I understand with Prometheus we can set up alerting rules which can detect and raise an alert if a pod crashes.
I want to understand how does Prometheus itself know when a pod crashed or is stuck in pending state.
OR
The reason why I'm asking this is because I want to set up Prometheus to monitor existing pods that I have already deployed. I want to be alerted if a pod keeps crashing or if it is stuck in pending state. And I want to know if Prometheus can detect these alerts without making any modifications to the code inside the existing pods.
kube-state-metrics
gathers information from kube-apiserver
for the state of kubernetes objects (such as pods, deployments, etc.). It is packed in prometheus-operator
. To answer your question, you will not need the pod to be up to be able to scrape its status metrics, you will gather those directly from the apiserver (via scaping kube-state-metrics endpoint).
To check what pod level metrics are available to you via kube-state-metrics check: https://github.com/kubernetes/kube-state-metrics/blob/master/docs/pod-metrics.md
Per the answer above you can use kube_pod_container_status_waiting_reason
metric or if you just want to alert on threshold regardless of the reason, you can use kube_pod_container_status_waiting
use sum(kube_pod_container_status_waiting_reason) by (reason)

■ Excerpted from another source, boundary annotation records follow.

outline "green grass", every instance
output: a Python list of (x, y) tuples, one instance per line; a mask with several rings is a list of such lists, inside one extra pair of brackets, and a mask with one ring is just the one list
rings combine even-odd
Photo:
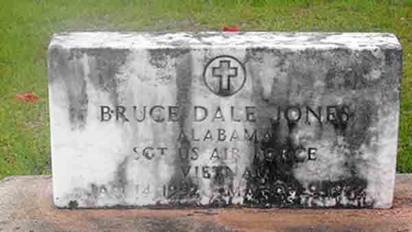
[[(50, 172), (47, 47), (73, 30), (385, 31), (404, 49), (398, 171), (412, 172), (412, 0), (14, 0), (0, 7), (0, 178)], [(36, 104), (15, 99), (40, 96)], [(409, 127), (408, 127), (409, 125)]]

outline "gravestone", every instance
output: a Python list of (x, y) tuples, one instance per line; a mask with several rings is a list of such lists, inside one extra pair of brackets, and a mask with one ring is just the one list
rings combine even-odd
[(65, 33), (48, 59), (58, 207), (392, 204), (393, 34)]

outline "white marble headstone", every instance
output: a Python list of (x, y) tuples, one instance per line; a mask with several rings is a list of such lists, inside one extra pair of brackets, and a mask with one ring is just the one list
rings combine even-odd
[(49, 47), (58, 207), (389, 207), (393, 34), (65, 33)]

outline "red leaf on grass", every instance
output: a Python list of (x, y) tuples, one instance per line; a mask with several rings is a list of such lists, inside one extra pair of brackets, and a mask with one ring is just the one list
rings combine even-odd
[(222, 28), (222, 30), (223, 31), (232, 31), (232, 32), (235, 32), (235, 31), (238, 31), (238, 27), (223, 27), (223, 28)]
[(38, 96), (37, 96), (33, 93), (28, 92), (28, 93), (25, 93), (25, 94), (17, 94), (17, 95), (16, 95), (16, 98), (17, 99), (23, 100), (27, 102), (30, 102), (30, 103), (34, 104), (34, 103), (36, 103), (36, 101), (37, 101), (37, 99), (38, 99)]

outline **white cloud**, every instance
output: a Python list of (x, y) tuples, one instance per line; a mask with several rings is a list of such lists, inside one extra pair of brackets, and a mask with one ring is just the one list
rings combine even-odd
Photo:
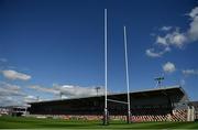
[(161, 28), (161, 31), (169, 31), (169, 30), (172, 30), (172, 26), (162, 26)]
[[(184, 48), (183, 46), (187, 45), (188, 43), (198, 41), (198, 7), (194, 8), (189, 13), (191, 22), (189, 23), (189, 28), (186, 31), (180, 32), (179, 28), (175, 26), (163, 26), (161, 31), (165, 32), (165, 34), (155, 36), (155, 43), (158, 45), (163, 45), (164, 47), (177, 47)], [(167, 32), (168, 31), (168, 32)], [(158, 48), (155, 45), (155, 50)], [(169, 51), (167, 51), (169, 52)], [(165, 53), (158, 53), (161, 56)], [(150, 55), (148, 55), (150, 56)], [(161, 57), (161, 56), (153, 56), (153, 57)]]
[(146, 55), (150, 57), (161, 57), (164, 53), (169, 52), (170, 48), (167, 46), (163, 48), (162, 51), (156, 52), (155, 48), (147, 48), (145, 51)]
[(8, 59), (7, 59), (7, 58), (1, 57), (1, 58), (0, 58), (0, 62), (6, 63), (6, 62), (8, 62)]
[(188, 15), (194, 19), (197, 17), (197, 14), (198, 14), (198, 7), (194, 8)]
[(198, 69), (184, 69), (184, 75), (198, 75)]
[(12, 69), (2, 71), (2, 75), (9, 79), (21, 79), (21, 80), (31, 79), (30, 75), (19, 73), (19, 72), (12, 71)]
[(24, 96), (18, 85), (0, 82), (0, 96)]
[(175, 65), (173, 63), (167, 62), (166, 64), (163, 65), (163, 71), (165, 73), (173, 73), (173, 72), (176, 71), (176, 67), (175, 67)]
[(157, 37), (156, 37), (156, 43), (167, 46), (167, 40), (166, 40), (166, 37), (157, 36)]

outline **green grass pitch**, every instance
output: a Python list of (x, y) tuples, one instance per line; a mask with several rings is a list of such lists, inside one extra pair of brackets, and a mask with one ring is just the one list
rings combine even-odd
[(0, 117), (0, 129), (198, 129), (198, 122), (141, 122), (127, 124), (123, 121), (79, 121), (62, 119), (36, 119)]

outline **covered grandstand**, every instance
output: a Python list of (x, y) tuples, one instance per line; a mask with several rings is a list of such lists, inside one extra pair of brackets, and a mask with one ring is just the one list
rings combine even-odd
[[(127, 101), (127, 94), (111, 94), (108, 99)], [(193, 121), (189, 99), (180, 86), (130, 93), (131, 121)], [(31, 115), (58, 116), (65, 119), (102, 119), (105, 96), (30, 102)], [(128, 106), (108, 101), (109, 117), (125, 120)]]

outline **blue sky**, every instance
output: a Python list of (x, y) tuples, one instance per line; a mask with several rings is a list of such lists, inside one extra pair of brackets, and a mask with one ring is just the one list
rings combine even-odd
[(52, 99), (54, 86), (103, 86), (107, 8), (109, 90), (127, 90), (127, 25), (131, 91), (154, 88), (153, 78), (164, 75), (163, 85), (182, 84), (198, 100), (197, 6), (196, 0), (0, 0), (0, 93), (15, 85), (19, 94)]

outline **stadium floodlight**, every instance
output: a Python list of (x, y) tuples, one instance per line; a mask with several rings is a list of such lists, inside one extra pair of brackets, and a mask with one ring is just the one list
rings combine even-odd
[(161, 88), (162, 87), (162, 82), (164, 80), (164, 77), (155, 77), (154, 78), (156, 80), (156, 87)]
[(131, 121), (131, 107), (130, 107), (130, 89), (129, 89), (129, 69), (128, 69), (128, 40), (127, 40), (127, 30), (125, 26), (123, 26), (123, 33), (124, 33), (124, 52), (125, 52), (125, 78), (127, 78), (127, 87), (128, 87), (128, 123)]
[(100, 87), (96, 87), (95, 89), (96, 89), (96, 91), (97, 91), (97, 96), (98, 96), (98, 90), (100, 89)]
[(107, 107), (107, 9), (105, 9), (105, 109), (103, 109), (103, 124), (109, 124), (108, 107)]

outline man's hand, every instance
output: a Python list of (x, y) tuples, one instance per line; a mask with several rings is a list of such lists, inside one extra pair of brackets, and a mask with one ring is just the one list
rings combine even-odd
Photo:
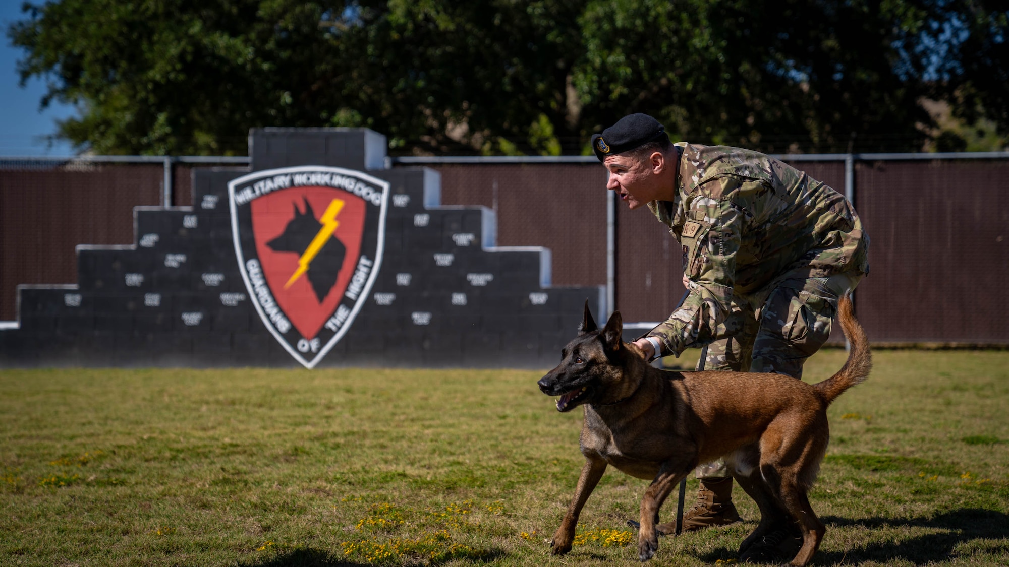
[(645, 353), (645, 360), (651, 360), (655, 357), (655, 347), (648, 339), (638, 339), (634, 342), (634, 345)]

to get all the container waiting reasons if any
The common way for prometheus to extract metrics and health is by the use of scraping (thru an http endpoint is the most common). Since pods can have multiple containers, it is best to scrape an http endpoint of your running container.
If prometheus didnt receive a good response from this endpoint, it can determine that the container is down.
Prometheus itself does not do alerting, you normally delegate that to the alert manager.